A panel of four alumni, including New York Attorney General Eliot Spitzer '81, reflected Friday on the benefits and detriments of government service, as part of an all-day symposium in honor of the Wilson School's 75th anniversary.
Spitzer, who has announced his intention to seek the 2006 Democratic nomination for governor of New York, pinned the latest downturn in government service on the ideology of recent Republican presidents.
"I think the argument I would make is that the ideology that a magnetic leader proffers to the public will either lead to a desire to participate in public service or it won't," Spitzer told the audience, made up predominantly of University alumni. "Since 1976, there has been, other than Bill Clinton's eight-year hiatus, an overwhelming argument that public service and government doesn't matter."

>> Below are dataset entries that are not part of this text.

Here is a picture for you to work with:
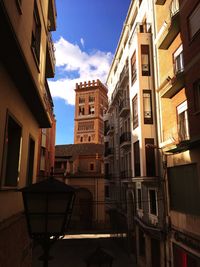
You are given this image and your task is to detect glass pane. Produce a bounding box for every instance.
[47,215,65,234]
[48,193,71,213]
[29,215,46,233]
[26,193,46,213]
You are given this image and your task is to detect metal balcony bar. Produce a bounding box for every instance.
[120,132,131,144]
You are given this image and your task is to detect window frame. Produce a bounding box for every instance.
[188,2,200,41]
[31,0,41,67]
[1,111,22,189]
[143,90,153,124]
[132,94,138,129]
[141,45,151,76]
[176,101,189,141]
[148,188,158,216]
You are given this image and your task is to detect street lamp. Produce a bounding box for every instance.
[20,177,75,267]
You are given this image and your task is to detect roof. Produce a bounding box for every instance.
[55,143,104,160]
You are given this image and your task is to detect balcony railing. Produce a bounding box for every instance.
[119,98,130,117]
[48,0,57,31]
[119,63,129,86]
[111,82,122,103]
[104,147,114,157]
[120,132,131,149]
[159,0,180,49]
[170,0,179,18]
[120,132,131,144]
[120,170,132,179]
[46,32,56,77]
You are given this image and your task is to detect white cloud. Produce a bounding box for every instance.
[80,37,85,47]
[48,37,113,105]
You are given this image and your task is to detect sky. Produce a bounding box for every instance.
[48,0,132,145]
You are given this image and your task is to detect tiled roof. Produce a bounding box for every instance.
[55,143,104,159]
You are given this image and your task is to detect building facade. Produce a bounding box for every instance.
[37,82,56,180]
[104,0,166,265]
[104,0,200,266]
[154,0,200,265]
[0,0,57,266]
[54,144,106,230]
[74,79,108,145]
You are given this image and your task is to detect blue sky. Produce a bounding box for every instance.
[49,0,131,144]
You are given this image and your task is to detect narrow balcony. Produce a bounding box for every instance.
[45,32,56,78]
[155,0,166,5]
[120,169,132,180]
[48,0,57,31]
[159,0,180,49]
[119,98,130,117]
[120,132,131,149]
[162,65,184,99]
[104,124,114,136]
[119,63,129,87]
[104,147,114,158]
[104,173,113,180]
[111,82,122,104]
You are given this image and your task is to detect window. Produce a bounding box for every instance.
[149,189,158,216]
[137,188,142,210]
[2,114,22,187]
[177,101,189,141]
[143,90,153,124]
[132,94,138,129]
[131,51,137,84]
[134,141,140,176]
[78,121,94,131]
[168,164,200,215]
[188,2,200,39]
[145,138,156,176]
[79,106,85,116]
[141,45,150,76]
[89,95,95,102]
[80,136,83,142]
[89,163,94,171]
[89,105,95,115]
[173,45,184,75]
[193,79,200,112]
[31,1,41,64]
[79,96,85,104]
[88,136,91,142]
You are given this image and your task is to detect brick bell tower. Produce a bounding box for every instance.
[74,79,108,144]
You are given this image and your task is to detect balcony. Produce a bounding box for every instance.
[162,69,184,99]
[104,173,114,180]
[119,63,129,87]
[159,0,180,49]
[45,32,56,78]
[119,98,130,117]
[120,170,132,180]
[104,124,114,136]
[104,148,114,158]
[48,0,57,31]
[111,82,122,104]
[120,132,131,149]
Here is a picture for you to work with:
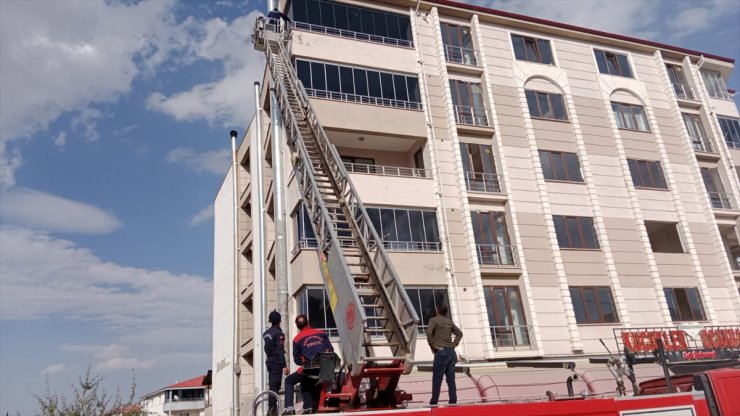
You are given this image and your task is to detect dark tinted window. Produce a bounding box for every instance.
[628,159,667,189]
[569,286,619,323]
[595,49,633,77]
[664,287,706,321]
[539,150,583,182]
[511,34,554,64]
[526,90,568,120]
[553,216,599,249]
[325,64,340,92]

Leonard Lance GS '82, the Republican Minority Leader in the New Jersey State Senate, had a different take on what has driven qualified people away from government service.
"My experience is having run for election versus having been appointed," he explained. "The pool [of candidates for elected office] is confined to the rich, and, indeed, the very rich. We only have to look at the recent race for governor in New Jersey, where the losing candidate spent a pittance of $35 million. Each was nominated, in my judgment, for his wealth and his ability to fund his own campaign, which is a growing and disturbing trend."

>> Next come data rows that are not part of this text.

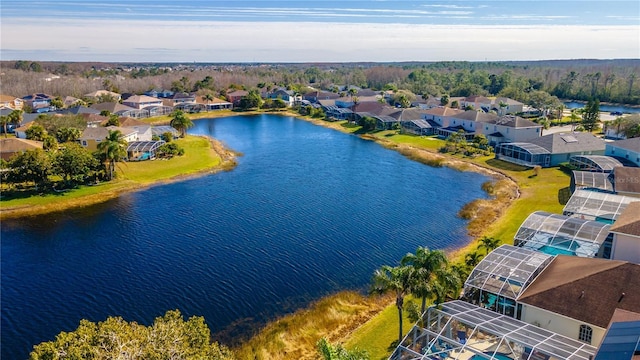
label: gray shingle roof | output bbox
[608,138,640,152]
[527,132,605,154]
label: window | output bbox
[579,324,592,344]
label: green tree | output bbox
[440,94,449,106]
[50,97,64,110]
[582,98,600,132]
[43,135,58,151]
[170,110,194,138]
[97,130,127,180]
[56,127,82,143]
[317,338,369,360]
[401,247,449,314]
[53,143,99,187]
[30,310,235,360]
[239,89,263,109]
[25,124,47,141]
[478,236,501,255]
[105,114,120,127]
[0,114,9,137]
[6,109,24,135]
[464,251,483,270]
[370,264,413,342]
[203,93,214,109]
[7,148,51,190]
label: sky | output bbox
[1,0,639,63]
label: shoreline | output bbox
[0,136,239,220]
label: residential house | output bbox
[63,96,81,108]
[267,88,299,107]
[438,110,498,140]
[478,115,543,145]
[460,95,492,111]
[421,107,465,128]
[144,89,174,98]
[410,95,441,109]
[495,132,606,167]
[83,90,121,102]
[79,113,108,128]
[463,245,640,347]
[163,92,196,107]
[606,138,640,167]
[195,95,232,110]
[57,105,101,116]
[122,95,163,110]
[494,97,524,115]
[0,94,24,110]
[612,166,640,197]
[79,126,137,151]
[226,90,249,106]
[91,102,149,119]
[517,256,640,347]
[394,108,439,135]
[21,93,54,113]
[302,90,340,103]
[0,138,43,161]
[607,202,640,263]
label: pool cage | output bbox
[495,143,550,167]
[390,300,597,360]
[569,155,623,173]
[463,245,554,318]
[562,189,637,223]
[514,211,612,258]
[570,171,614,193]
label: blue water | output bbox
[1,114,488,359]
[563,101,640,114]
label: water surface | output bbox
[1,115,488,358]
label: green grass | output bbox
[345,298,415,360]
[121,137,221,183]
[335,131,570,358]
[0,135,226,218]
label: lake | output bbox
[1,114,489,359]
[563,101,640,114]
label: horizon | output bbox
[1,0,639,63]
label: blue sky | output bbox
[1,0,639,62]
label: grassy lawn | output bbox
[0,135,225,218]
[336,130,571,359]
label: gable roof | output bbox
[609,201,640,236]
[423,107,465,117]
[0,138,44,153]
[608,138,640,152]
[91,102,136,113]
[387,108,428,121]
[124,95,162,103]
[490,115,541,128]
[614,167,640,194]
[527,132,606,154]
[519,256,640,328]
[80,126,137,141]
[452,110,500,122]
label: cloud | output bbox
[1,18,638,62]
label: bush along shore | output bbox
[12,109,569,359]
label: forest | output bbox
[1,59,639,106]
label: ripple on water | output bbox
[1,115,489,359]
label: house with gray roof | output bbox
[605,138,640,167]
[495,132,606,167]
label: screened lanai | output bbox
[562,189,637,223]
[514,211,612,258]
[570,171,614,193]
[126,140,165,161]
[463,245,553,318]
[495,143,550,167]
[390,300,597,360]
[569,155,623,173]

Mike McCurry '76, who served as President Clinton's press secretary from 1994 to 1998 and was the senior strategist for the 2004 Kerry campaign, said that the current political climate has driven many away.
"Until we reach that point where people are not about destroying each other politically so that they can win and government is about mediating and compromise, people aren't going to go into government to make a real difference," he said.

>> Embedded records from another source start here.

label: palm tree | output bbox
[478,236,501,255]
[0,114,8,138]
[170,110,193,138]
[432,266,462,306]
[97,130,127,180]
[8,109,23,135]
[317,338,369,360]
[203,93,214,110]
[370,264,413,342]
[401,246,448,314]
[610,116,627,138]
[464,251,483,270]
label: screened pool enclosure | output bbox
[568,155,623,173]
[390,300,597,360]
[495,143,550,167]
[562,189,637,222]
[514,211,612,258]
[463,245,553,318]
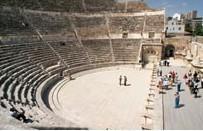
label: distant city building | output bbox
[183,10,197,20]
[166,14,185,34]
[173,13,181,21]
[192,17,203,26]
[182,10,203,33]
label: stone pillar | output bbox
[194,44,198,57]
[192,56,200,65]
[185,50,193,61]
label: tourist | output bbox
[188,70,192,77]
[183,73,188,81]
[175,92,180,108]
[183,74,188,84]
[157,79,163,89]
[167,61,170,66]
[188,79,194,94]
[124,76,127,86]
[119,75,122,86]
[174,73,178,83]
[197,72,202,80]
[193,85,199,98]
[164,60,167,66]
[193,71,198,81]
[177,81,181,92]
[201,78,203,88]
[159,61,162,66]
[9,107,27,123]
[157,69,159,76]
[0,97,6,108]
[9,107,18,118]
[60,70,63,78]
[163,79,169,89]
[159,70,162,77]
[172,71,176,83]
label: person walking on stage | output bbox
[193,84,199,98]
[119,75,122,86]
[160,70,163,77]
[124,76,127,86]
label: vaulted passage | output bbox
[165,44,175,58]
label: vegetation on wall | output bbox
[185,23,203,36]
[193,24,203,36]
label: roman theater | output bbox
[1,0,203,130]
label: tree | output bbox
[194,23,203,36]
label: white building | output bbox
[166,14,185,34]
[173,13,181,20]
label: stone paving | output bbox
[56,67,152,129]
[161,60,203,130]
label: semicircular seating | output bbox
[0,2,164,129]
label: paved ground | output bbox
[161,60,203,130]
[56,67,152,129]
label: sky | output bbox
[148,0,203,17]
[117,0,203,17]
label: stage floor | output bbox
[56,67,152,129]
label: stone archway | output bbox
[143,48,158,63]
[165,44,175,58]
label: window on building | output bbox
[179,27,182,30]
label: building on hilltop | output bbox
[165,13,185,35]
[182,10,198,20]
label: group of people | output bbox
[0,97,34,123]
[157,69,181,108]
[159,60,170,67]
[157,66,203,108]
[9,107,28,123]
[1,99,34,123]
[184,70,203,98]
[119,75,128,86]
[157,70,179,90]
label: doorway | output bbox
[165,44,175,58]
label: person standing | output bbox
[188,70,192,77]
[124,76,127,86]
[172,72,176,83]
[201,78,203,88]
[183,73,188,82]
[160,70,163,77]
[193,84,199,98]
[177,81,181,92]
[119,75,122,86]
[175,92,180,108]
[193,71,198,81]
[157,69,160,76]
[164,60,167,66]
[167,61,170,67]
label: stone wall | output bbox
[142,45,162,63]
[72,16,108,38]
[109,16,144,33]
[164,36,191,57]
[0,0,152,13]
[145,15,165,33]
[0,7,33,36]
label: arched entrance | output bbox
[143,48,158,63]
[165,44,175,58]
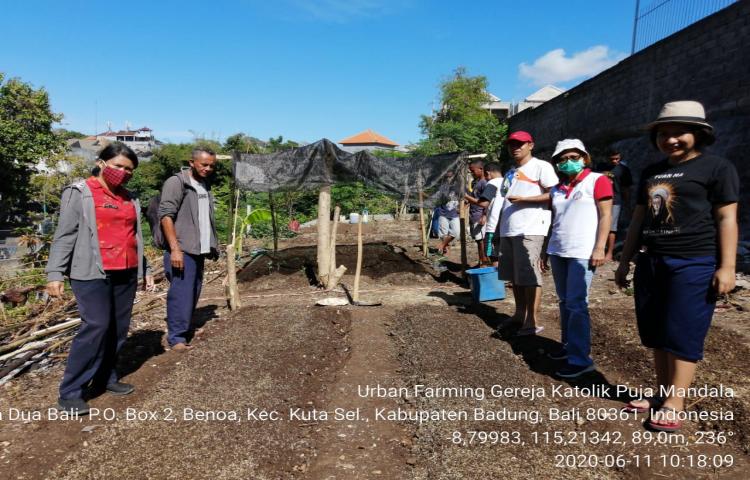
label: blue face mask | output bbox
[557,159,585,176]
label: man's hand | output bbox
[614,262,630,288]
[479,215,486,226]
[539,252,549,273]
[506,195,522,204]
[170,248,184,270]
[46,281,65,298]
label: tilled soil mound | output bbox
[237,243,434,291]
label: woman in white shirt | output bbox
[543,139,612,379]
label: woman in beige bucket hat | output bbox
[615,101,739,432]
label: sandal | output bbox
[515,326,545,337]
[647,406,683,433]
[622,396,664,413]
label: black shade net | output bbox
[233,139,467,208]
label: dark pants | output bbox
[60,269,138,400]
[634,253,716,361]
[164,251,205,346]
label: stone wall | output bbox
[508,0,750,254]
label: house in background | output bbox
[511,85,565,116]
[95,126,159,155]
[339,129,399,153]
[66,125,162,164]
[482,93,512,122]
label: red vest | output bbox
[87,177,138,270]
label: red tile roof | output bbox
[339,129,398,146]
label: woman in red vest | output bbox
[46,143,154,415]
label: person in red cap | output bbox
[493,131,559,336]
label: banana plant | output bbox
[236,208,273,258]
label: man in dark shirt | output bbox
[600,149,633,261]
[463,159,489,264]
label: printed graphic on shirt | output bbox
[645,182,676,235]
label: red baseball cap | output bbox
[507,131,533,143]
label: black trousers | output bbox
[59,269,137,399]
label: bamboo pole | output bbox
[226,244,240,310]
[353,218,363,302]
[231,188,241,248]
[418,190,428,257]
[458,156,469,284]
[316,185,332,286]
[0,318,81,356]
[328,205,341,283]
[269,191,278,253]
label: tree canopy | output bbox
[0,73,65,220]
[415,67,506,157]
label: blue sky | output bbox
[1,0,635,146]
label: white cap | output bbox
[552,138,588,159]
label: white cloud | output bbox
[287,0,407,23]
[519,45,627,86]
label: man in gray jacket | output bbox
[158,148,219,351]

Speaking for the "younger generation," Cara Abercrombie GS '03, who is the country director for India at the Department of Defense, said that the world of government was hard to enter.
"I think the civil service hiring practice is broken right now," she said.
To fix these problems, the panelists offered a wide array of solutions.
Spitzer said he supported a "year of national service, be it military or teaching or working in any of the [government] agencies that would bring people together," drawing applause from the crowd.
Abercrombie advocated wider advertisement of government positions. "When I was an undergraduate, I didn't think of the government as an option because they weren't coming on campus and recruiting us," she said.
Abercrombie added she saw a "vast number of people who are retiring" in what she called a "top-loaded" government.
Ultimately, McCurry said that public servants need to regain the nation's trust.
"Most Americans would find it newsworthy that public officials and elected folks try hard to do the right thing because their impression now is quite the contrary because all they read about is scandal and corruption and malfeasance and people doing stupid things," he said.